The military force under Wolseley’s command consisted of British and Indian regiments. They assembled on the island of Malta and departed from there on 18 June 1878. They arrived at Larnaca and commenced disembarkation which took a few days. The first British regiments to arrive were:
42nd Royal Highland Regt. (Black Watch)
71st Regiment (Highland Light Infantry)
They sailed to Larnaca, but one company, F Company, Black Watch came on the SS Canara and disembarked at Kyrenia. Sergeant McGraw VC was amongst them and died of heat exhaustion on the march, on 22 July 1878. The 71st set up camp at Dali on the road to Nicosia. Five men of the 71st died in 1878, five of the 101st, and 12 men of the 42nd. Altogether the British Army lost 36 men in 1878. The 42nd stayed for only 4 months, leaving on 9 Nov. They had an establishment of 30 officers and 663 men. At one point they had 58 men and one officer sick with malaria.
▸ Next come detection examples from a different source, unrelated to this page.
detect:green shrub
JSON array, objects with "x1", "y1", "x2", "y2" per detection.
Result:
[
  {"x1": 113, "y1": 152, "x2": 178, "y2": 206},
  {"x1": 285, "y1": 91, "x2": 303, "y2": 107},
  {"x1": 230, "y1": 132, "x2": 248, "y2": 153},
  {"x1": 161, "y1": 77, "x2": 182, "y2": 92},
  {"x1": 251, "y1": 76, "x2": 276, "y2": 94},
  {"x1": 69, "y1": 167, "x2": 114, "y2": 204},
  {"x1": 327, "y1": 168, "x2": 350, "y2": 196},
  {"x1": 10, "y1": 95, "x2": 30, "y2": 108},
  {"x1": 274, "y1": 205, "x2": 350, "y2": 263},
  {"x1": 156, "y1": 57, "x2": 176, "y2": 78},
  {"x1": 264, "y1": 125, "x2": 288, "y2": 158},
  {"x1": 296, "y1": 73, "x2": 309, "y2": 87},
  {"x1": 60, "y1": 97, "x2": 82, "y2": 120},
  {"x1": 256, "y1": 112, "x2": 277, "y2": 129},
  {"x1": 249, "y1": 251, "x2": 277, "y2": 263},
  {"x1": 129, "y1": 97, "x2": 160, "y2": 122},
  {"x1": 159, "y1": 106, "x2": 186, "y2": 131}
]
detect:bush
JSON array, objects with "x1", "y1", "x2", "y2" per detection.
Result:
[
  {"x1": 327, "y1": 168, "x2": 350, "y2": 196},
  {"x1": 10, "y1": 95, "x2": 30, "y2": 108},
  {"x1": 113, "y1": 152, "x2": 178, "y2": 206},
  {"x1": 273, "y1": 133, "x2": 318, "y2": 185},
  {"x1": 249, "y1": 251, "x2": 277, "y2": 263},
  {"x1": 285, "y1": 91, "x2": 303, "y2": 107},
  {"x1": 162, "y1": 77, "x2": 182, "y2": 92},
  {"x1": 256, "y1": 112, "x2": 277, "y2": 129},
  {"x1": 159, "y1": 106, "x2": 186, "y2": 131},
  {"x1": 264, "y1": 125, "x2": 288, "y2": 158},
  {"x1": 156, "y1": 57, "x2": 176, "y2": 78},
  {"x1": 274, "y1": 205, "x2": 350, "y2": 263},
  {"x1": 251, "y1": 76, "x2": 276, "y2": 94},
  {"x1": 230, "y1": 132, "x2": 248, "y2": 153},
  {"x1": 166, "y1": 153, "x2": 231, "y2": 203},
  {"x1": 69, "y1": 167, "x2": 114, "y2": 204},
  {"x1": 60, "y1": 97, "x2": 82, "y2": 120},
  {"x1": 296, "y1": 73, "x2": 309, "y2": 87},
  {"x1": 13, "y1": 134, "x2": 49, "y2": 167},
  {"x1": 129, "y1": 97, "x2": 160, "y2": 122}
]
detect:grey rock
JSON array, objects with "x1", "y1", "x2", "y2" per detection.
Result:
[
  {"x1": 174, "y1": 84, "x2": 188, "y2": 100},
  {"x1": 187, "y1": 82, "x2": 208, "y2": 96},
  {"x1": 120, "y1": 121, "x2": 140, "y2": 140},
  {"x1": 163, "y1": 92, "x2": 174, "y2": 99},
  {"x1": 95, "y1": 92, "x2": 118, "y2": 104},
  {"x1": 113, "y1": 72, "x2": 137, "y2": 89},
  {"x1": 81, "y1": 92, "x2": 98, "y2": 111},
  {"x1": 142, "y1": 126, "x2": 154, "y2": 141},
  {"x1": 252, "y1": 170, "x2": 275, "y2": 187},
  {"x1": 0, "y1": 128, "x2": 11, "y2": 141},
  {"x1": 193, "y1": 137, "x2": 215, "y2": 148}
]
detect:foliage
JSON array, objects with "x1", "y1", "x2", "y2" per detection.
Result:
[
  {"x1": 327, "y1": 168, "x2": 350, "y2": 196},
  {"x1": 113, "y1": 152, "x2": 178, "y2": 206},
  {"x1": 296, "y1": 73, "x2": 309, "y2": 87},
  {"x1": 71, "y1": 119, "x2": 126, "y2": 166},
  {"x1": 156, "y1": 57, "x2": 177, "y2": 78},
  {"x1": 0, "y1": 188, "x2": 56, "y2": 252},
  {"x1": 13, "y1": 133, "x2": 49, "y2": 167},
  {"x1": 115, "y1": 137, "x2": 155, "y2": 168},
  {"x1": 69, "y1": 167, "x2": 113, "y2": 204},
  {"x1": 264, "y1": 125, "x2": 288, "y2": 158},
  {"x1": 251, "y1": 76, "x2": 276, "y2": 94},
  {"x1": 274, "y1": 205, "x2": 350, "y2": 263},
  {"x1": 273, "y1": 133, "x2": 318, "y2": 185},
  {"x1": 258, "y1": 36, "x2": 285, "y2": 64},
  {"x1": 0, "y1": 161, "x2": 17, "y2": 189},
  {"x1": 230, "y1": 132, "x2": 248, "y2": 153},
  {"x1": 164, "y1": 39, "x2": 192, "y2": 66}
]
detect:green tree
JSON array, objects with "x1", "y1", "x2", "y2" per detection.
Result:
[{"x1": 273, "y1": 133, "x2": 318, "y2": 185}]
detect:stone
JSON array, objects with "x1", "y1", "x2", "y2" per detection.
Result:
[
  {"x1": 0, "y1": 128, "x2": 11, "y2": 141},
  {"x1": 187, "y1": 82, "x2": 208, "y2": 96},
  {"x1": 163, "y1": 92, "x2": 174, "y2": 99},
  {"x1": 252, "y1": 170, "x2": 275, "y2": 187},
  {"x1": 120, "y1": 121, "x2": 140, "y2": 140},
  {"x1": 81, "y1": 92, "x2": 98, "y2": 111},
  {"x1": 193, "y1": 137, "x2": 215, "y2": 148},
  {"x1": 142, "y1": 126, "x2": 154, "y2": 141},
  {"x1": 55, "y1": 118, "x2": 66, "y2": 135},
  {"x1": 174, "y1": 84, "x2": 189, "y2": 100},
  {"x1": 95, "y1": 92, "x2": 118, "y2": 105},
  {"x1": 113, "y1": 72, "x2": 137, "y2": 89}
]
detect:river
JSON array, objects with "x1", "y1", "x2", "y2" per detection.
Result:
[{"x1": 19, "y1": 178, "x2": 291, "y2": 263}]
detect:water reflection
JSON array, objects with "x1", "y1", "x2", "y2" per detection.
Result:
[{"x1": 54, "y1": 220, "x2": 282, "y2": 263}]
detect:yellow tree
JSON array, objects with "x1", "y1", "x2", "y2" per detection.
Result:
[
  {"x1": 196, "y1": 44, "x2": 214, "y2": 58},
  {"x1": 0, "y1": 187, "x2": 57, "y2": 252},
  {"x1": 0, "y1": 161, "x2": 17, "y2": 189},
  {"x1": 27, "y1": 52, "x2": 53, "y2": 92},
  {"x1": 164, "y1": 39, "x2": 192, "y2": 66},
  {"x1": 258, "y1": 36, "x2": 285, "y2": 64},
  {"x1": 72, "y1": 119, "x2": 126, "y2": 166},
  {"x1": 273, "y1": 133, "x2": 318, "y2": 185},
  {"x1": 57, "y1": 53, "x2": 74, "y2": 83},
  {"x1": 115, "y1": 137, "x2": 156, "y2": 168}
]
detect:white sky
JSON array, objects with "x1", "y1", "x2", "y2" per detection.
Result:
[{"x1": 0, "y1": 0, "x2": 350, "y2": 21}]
In early 1879 the 20th (Lancashire Fusiliers) arrived and were stationed at Polymedia (Polemidhia) Camp. They lost only one man when Private P Gallaghan died on 7 Sep 1879, buried in the Troodos Cemetery. The regiment left Cyprus in the autumn of 1880, sailing on the Troopship Tamar on the night of 6 Oct.
The Royal Engineers were represented by the 31st Company. They constructed the Troodos Camp and the Military Road to Troodos. Four soldiers from the RE died in 1878, nine in 1879, one in 1880, one in 1881, and one in 1882. The Army Hospital Corps (MSC and RAMC) lost six medics between August 1878 and Feb 1899, three of them in 1878. The Army Service Corps lost 3 men in 1878 and one in 1890.
The ‘Tamar’ brought half a battalion of the 35th (Royal Sussex) Regiment from Malta and arrived off Limassol on 6 Oct 1880. It was the first time Limassol had been used for disembarkation, but accidents happened while unloading. The Adjutant lost his horse when the sling broke on the crane, and when the pier collapsed the armourer’s forge and several pieces of luggage fell into the sea. The regiment went under canvas at Polymedia and remained there throughout winter. Their CO, Colonel Simpson Hackett was appointed senior officer in command of HM troops in Cyprus, and was officiating Administrator in the absence of Major-General Biddulph from 11 July to 9 Sep 1881. A large draft of reinforcements for the 35th arrived on the ‘Tyne’ on 25 Oct 1881, with two officers. Three men of the battalion died between August 1881 and April 1882. The regiment left Cyprus on 9 Sep 1882 and sailed to Egypt.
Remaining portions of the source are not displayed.